On my bookshelves I have a copy of the famous 1971 “pink” issue of Dialogue: A Journal of Mormon Thought, a pioneering effort for Mormon feminists to make themselves heard. Nearly 50 years later, Dialogue’s latest issue builds upon that effort with a special issue guest edited by the feminist magazine Exponent II.

As a collection of essays, articles, poetry, and art all organized around the theme of women claiming power, it’s beautiful and strong. (And downloading it here is free, so please give it a read.) Reading the issue, I was struck by two primary observations. One is exciting, and the other is mildly depressing.
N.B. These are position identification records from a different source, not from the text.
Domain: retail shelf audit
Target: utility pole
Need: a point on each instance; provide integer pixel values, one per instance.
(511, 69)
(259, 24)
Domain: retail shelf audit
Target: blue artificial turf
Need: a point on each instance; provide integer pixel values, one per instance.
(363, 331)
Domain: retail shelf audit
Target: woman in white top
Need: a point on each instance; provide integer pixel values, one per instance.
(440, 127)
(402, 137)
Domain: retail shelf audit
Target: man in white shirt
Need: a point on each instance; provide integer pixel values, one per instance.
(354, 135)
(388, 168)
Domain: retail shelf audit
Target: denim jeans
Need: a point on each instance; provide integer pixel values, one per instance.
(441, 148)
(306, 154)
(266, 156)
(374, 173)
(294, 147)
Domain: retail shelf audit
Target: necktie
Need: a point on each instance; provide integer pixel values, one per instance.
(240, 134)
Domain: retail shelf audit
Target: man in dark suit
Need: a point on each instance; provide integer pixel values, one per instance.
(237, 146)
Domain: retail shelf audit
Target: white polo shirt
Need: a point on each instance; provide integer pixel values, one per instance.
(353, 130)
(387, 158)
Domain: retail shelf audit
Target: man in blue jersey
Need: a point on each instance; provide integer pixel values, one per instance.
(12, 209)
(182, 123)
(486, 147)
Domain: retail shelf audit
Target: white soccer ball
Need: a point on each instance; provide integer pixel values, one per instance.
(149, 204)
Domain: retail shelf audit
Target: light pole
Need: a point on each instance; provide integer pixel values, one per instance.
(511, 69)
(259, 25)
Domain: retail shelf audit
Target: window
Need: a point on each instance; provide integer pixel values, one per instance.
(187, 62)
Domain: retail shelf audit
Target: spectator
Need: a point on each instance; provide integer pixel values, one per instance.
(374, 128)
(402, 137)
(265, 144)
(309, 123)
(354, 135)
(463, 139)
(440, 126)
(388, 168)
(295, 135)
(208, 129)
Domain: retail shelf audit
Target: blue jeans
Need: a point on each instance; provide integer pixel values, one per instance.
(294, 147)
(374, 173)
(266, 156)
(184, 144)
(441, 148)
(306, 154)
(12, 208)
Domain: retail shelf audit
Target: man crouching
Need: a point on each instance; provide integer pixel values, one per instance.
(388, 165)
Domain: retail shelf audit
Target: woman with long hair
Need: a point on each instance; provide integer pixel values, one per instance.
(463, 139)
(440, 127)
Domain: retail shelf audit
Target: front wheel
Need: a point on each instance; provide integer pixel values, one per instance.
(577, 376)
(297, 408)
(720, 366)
The exciting part is that this is not our grandmothers’ Mormon feminism, or our mothers’, but something bigger. It’s global and interracial.

For example, its opening essay on Latina sisters and the hermandad recognizes that more than four in ten Latter-day Saints around the world identify or have ties with Latinx heritage. Their voices can be doubly marginalized — they’re women in a church that does not give women much of an institutional voice (see below . . .), and they’re Latinas in a church with a prominent Anglo-American culture and a complicated racial history around “Lamanite” heritage.

I spoke to Margaret Olsen Hemming, the editor of Exponent II and guest editor of this issue of Dialogue, who said that the commitment to multicultural perspectives is intentional. “I really believe that the most vibrant and important voices in our theology and in Mormon scholarship are coming from the margins of our society and of our church,” she said.

She also wanted the special issue to complicate ideas of who holds power in Mormonism.